I am working on the hand appliqued borders for my Hospital Sketches quilt. So many talented quilter have shared their completed quilts on the Facebook page run by the quilt designer Barbara Brackman.I have three blocks of my many-faces-of-Emily Dickinson quilt. The one I am working on now was my first idea, Emily in her white dress and half hidden behind a curtain, looking out at the world.
The worst part of social isolation is not seeing our son, his girlfriend, and the grandpuppies! Sunny is getting SO BIG!
They are patterning social isolation for us.
I am sad to think that next month's book club may be cancelled. We are to read Miracle Creek and have a Skype visit with the author, Angie Kim.
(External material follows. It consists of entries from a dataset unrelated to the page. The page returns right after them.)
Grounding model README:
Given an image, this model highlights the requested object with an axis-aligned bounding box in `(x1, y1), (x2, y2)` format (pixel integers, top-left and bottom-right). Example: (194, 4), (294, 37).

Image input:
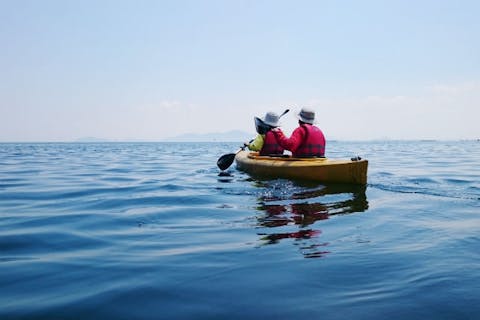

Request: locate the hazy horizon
(0, 0), (480, 142)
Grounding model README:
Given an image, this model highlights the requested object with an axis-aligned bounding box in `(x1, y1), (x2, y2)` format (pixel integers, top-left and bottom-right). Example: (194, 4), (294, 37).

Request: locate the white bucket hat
(297, 108), (315, 124)
(262, 112), (280, 127)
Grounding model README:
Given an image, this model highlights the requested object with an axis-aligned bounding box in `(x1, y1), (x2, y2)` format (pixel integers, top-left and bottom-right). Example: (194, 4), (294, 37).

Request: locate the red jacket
(273, 124), (326, 157)
(260, 130), (283, 156)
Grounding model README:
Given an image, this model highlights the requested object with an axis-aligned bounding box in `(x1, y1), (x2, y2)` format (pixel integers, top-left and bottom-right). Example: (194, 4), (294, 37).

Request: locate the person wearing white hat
(272, 108), (326, 158)
(244, 112), (283, 156)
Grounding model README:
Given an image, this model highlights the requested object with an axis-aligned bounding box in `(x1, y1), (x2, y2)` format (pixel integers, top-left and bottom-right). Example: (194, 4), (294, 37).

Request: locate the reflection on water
(256, 180), (368, 258)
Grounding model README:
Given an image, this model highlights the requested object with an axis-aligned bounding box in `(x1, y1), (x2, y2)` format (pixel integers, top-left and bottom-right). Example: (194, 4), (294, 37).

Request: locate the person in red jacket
(272, 108), (326, 158)
(244, 112), (283, 156)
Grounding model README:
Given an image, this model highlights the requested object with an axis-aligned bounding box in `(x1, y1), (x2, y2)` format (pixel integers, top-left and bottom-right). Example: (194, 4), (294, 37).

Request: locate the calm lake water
(0, 141), (480, 320)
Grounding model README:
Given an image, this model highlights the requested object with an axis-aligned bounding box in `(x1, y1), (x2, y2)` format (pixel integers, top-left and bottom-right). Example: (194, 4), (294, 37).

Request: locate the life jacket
(260, 131), (283, 156)
(293, 124), (325, 157)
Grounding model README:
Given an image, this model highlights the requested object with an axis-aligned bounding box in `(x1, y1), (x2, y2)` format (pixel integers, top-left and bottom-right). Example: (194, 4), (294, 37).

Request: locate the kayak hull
(235, 151), (368, 184)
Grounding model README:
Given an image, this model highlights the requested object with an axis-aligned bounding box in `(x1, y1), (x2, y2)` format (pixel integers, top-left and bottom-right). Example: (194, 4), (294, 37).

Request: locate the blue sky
(0, 0), (480, 141)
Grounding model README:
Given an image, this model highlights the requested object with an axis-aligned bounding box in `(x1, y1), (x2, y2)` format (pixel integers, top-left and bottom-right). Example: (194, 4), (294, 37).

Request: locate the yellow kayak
(235, 151), (368, 184)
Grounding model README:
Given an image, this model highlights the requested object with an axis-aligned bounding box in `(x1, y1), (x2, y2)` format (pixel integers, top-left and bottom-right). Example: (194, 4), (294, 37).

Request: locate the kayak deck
(235, 151), (368, 184)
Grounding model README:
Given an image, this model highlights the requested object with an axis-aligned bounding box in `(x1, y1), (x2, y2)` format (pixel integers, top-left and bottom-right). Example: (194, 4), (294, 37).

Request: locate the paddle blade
(217, 153), (236, 170)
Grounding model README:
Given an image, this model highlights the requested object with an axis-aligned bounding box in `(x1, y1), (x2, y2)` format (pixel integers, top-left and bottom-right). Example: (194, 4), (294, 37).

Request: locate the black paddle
(217, 109), (290, 171)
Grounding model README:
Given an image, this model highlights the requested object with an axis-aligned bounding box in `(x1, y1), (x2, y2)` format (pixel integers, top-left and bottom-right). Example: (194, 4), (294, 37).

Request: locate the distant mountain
(163, 130), (254, 142)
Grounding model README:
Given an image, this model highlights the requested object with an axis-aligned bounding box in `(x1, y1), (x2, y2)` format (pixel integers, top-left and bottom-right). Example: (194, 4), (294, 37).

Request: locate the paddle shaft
(217, 109), (290, 170)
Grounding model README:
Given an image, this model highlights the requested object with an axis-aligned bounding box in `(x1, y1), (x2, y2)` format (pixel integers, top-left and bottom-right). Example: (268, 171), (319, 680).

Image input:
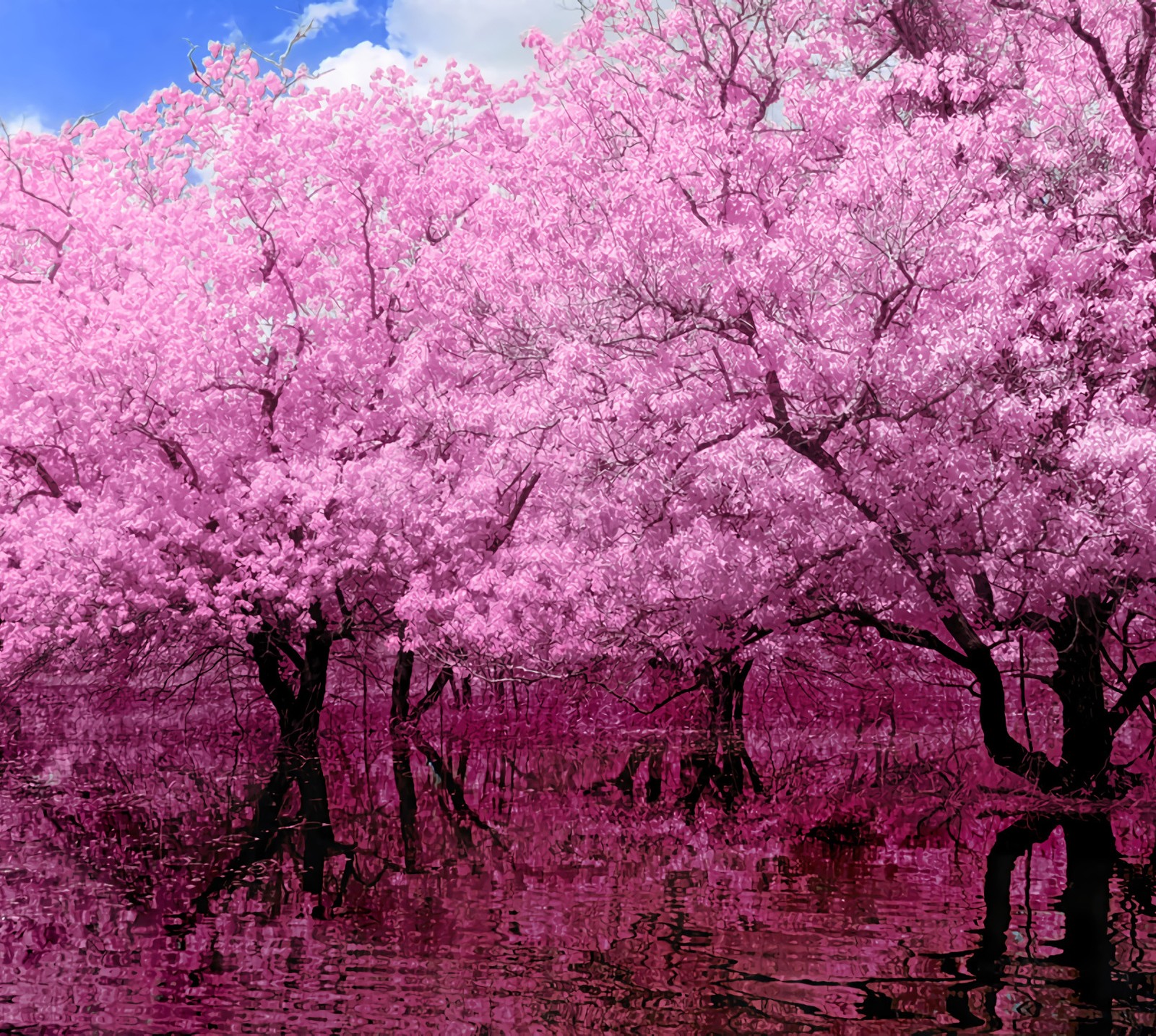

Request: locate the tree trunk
(683, 660), (762, 813)
(389, 649), (414, 730)
(247, 603), (333, 754)
(1051, 597), (1113, 789)
(393, 734), (418, 874)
But we all must do what we must.
Stay home. Read good books. Enjoy your hobbies. Love your family. Stay safe.
I agree. Attention/concentration is so hard right now. I find myself reading paragraphs multiple times without comprehension. But reading is important to me especially at bedtime as it does calm my brain. I have long neglected my piano, so thanks for the reminder to play. I have that same Herb Alpert book. I play the songs badly, but who cares? Thanks for the lists of books. I’m going to try ebooks from the library when I finish the books I have, but at bedtime I’ll stick to paper books—old favorites from the bookshelf. I’m working on a quilt that really is too challenging for these times. Sometime soon, I may need to set it aside for a simpler project that I can do more mindlessly. Take care. Keep enjoying the outdoors, and stay safe.
ReplyDeleteJanineMarie, I decided to find a book that made me laugh. Gerald Durrell’s My Family and Other Animals is doing the trick. It’s so funny we both have the Alpert book. Stay safe.